Apprezzo molto la tua franchezza e la passione con cui esprimi il tuo punto di vista. È evidente che tieni alle sorti del paese, anche se il tuo disincanto è papabile. Voglio però chiarire che non intendevo dire che tu ti lamenti, anzi, riconosco la tua esperienza e il contributo che hai dato. Semplicemente, vedo la situazione da una prospettiva diversa.
Dal punto di vista sociologico, il pessimismo e il disincanto, per quanto comprensibili, rischiano di diventare un ostacolo al cambiamento. Essere positivi non significa ignorare i problemi, ma riconoscere che senza un approccio costruttivo è difficile ottenere risultati concreti. Prima della politica ci sono le persone, e se non si parte da un interesse comune e da un dialogo costruttivo, sarà difficile invertire la rotta.

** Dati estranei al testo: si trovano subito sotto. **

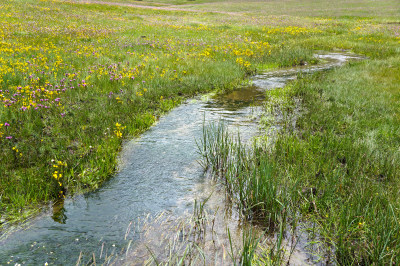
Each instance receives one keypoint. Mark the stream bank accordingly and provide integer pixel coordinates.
(158, 170)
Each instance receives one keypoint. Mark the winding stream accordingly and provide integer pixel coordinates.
(156, 172)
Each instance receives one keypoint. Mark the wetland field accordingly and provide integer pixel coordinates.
(115, 110)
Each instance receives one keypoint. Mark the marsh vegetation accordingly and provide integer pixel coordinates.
(78, 78)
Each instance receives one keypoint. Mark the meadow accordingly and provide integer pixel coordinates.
(76, 79)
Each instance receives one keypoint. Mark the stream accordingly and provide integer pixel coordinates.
(159, 171)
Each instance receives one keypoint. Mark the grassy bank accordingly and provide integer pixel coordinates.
(76, 79)
(338, 168)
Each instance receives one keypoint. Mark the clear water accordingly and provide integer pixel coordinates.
(156, 172)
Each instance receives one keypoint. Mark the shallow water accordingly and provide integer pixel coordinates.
(158, 172)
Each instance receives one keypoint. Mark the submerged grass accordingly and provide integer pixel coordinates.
(76, 79)
(338, 168)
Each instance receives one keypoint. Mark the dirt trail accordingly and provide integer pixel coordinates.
(167, 8)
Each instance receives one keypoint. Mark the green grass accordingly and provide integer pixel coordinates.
(76, 79)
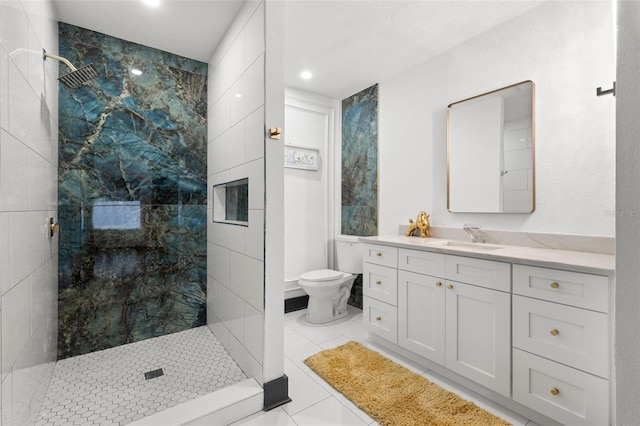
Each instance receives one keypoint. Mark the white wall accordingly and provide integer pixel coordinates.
(627, 296)
(28, 197)
(309, 122)
(566, 48)
(235, 254)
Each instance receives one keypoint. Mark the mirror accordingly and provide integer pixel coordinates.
(490, 152)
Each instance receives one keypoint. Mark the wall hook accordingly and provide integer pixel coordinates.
(600, 92)
(53, 227)
(274, 132)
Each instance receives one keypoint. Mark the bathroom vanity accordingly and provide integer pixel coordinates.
(527, 327)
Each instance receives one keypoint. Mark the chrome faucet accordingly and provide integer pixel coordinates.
(471, 230)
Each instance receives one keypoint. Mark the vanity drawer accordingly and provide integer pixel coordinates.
(380, 282)
(570, 288)
(575, 337)
(380, 318)
(421, 262)
(569, 396)
(485, 273)
(381, 255)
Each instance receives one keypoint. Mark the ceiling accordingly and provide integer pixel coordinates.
(348, 45)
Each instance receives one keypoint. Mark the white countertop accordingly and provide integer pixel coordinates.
(594, 263)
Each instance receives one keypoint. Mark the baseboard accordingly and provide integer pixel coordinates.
(295, 304)
(276, 393)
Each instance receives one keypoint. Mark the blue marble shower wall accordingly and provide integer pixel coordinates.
(132, 194)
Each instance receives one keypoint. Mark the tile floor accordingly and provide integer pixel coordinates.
(314, 402)
(109, 387)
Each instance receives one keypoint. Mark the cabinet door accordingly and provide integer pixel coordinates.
(380, 282)
(421, 306)
(478, 343)
(380, 318)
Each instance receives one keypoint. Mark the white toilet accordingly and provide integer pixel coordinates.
(329, 290)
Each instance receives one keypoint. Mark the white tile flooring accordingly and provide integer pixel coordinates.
(109, 388)
(314, 402)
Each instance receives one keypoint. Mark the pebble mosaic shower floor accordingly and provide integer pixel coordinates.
(109, 387)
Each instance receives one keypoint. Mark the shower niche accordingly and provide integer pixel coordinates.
(231, 202)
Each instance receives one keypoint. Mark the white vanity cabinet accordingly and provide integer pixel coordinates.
(464, 326)
(561, 344)
(541, 337)
(380, 291)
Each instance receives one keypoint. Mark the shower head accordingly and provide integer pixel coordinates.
(77, 76)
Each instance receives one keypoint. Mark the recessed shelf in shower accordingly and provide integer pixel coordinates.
(231, 202)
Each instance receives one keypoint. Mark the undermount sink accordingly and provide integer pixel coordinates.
(471, 246)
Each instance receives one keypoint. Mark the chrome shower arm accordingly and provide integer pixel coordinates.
(58, 58)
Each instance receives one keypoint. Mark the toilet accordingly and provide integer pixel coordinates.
(329, 289)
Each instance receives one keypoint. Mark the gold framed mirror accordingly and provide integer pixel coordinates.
(491, 151)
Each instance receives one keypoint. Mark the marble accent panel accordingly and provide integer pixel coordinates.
(360, 163)
(132, 194)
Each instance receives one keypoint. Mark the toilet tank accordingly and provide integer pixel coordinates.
(348, 254)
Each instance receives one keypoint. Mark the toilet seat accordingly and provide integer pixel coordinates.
(321, 275)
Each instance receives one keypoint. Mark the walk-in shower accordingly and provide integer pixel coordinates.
(133, 338)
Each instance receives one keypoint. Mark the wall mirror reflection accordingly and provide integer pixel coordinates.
(490, 151)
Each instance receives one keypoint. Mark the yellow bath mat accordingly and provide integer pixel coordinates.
(390, 393)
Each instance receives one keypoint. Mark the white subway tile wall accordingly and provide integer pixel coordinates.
(235, 266)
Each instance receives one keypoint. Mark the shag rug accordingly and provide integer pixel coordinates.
(391, 394)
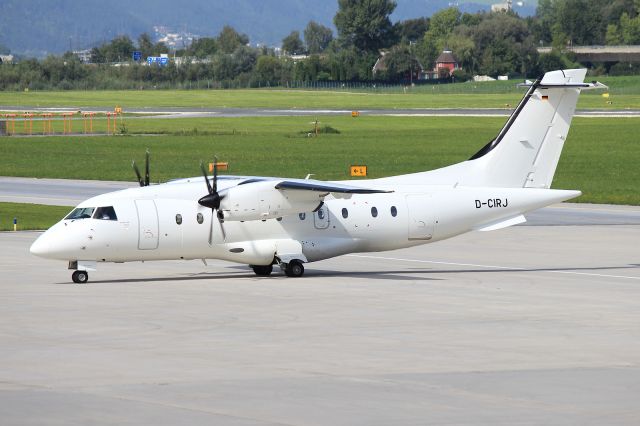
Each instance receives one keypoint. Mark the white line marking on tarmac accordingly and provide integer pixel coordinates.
(508, 268)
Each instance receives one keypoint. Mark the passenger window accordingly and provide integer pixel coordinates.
(105, 213)
(80, 213)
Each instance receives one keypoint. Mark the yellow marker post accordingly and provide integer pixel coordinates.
(360, 171)
(221, 166)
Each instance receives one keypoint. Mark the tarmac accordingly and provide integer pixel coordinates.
(529, 325)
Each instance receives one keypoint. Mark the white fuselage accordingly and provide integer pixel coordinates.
(147, 225)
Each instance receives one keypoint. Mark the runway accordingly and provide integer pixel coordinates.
(193, 112)
(68, 192)
(526, 325)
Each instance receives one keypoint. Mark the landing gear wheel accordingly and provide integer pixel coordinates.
(294, 269)
(262, 270)
(80, 277)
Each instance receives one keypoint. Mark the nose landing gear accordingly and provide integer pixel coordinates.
(80, 277)
(294, 268)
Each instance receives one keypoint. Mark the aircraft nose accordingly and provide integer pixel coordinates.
(40, 246)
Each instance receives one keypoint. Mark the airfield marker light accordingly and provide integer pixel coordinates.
(47, 124)
(67, 118)
(27, 116)
(359, 170)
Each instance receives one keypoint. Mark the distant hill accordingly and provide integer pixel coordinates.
(38, 27)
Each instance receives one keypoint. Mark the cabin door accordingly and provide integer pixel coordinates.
(147, 224)
(421, 217)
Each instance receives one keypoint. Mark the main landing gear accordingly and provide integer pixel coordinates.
(80, 277)
(293, 268)
(262, 270)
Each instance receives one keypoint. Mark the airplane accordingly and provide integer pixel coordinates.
(268, 221)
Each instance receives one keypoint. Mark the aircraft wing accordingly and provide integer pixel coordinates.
(326, 187)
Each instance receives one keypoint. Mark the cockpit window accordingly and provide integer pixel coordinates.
(80, 213)
(105, 213)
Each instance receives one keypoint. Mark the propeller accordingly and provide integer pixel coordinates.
(213, 198)
(142, 182)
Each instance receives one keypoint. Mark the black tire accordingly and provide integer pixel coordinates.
(80, 277)
(294, 269)
(262, 270)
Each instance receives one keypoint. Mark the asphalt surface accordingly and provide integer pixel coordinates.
(528, 325)
(191, 112)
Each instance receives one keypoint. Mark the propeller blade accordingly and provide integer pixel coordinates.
(215, 173)
(135, 169)
(206, 178)
(211, 229)
(146, 169)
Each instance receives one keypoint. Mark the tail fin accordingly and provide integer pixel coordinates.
(525, 153)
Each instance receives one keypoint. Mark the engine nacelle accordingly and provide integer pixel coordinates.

Riguardo all’ideologia, capisco il tuo attaccamento e il tuo orgoglio nel definirti un “dinosauro”. L’ideologia ha il suo peso, ma credo che in questo contesto sia fondamentale concentrarsi su obiettivi pratici che possano essere condivisi da tutti, al di là delle idee personali. Questo non significa che le ideologie non contino, ma che a livello locale, per superare la crisi, serve unione e pragmatismo.
Personalmente, interpreto articoli e commenti come i tuoi come uno stimolo per dare il meglio. Per me, il paese non deve né morire né “mal campare”. La mia speranza è che, nonostante le difficoltà, si possa lavorare insieme per un futuro migliore, anche se non sarà un percorso facile.
Chiudo anche io con una citazione che mi ha fatto riflettere di Sabino Cassese, di pochi giorni fa: “La democrazia la esercitano le minoranze.”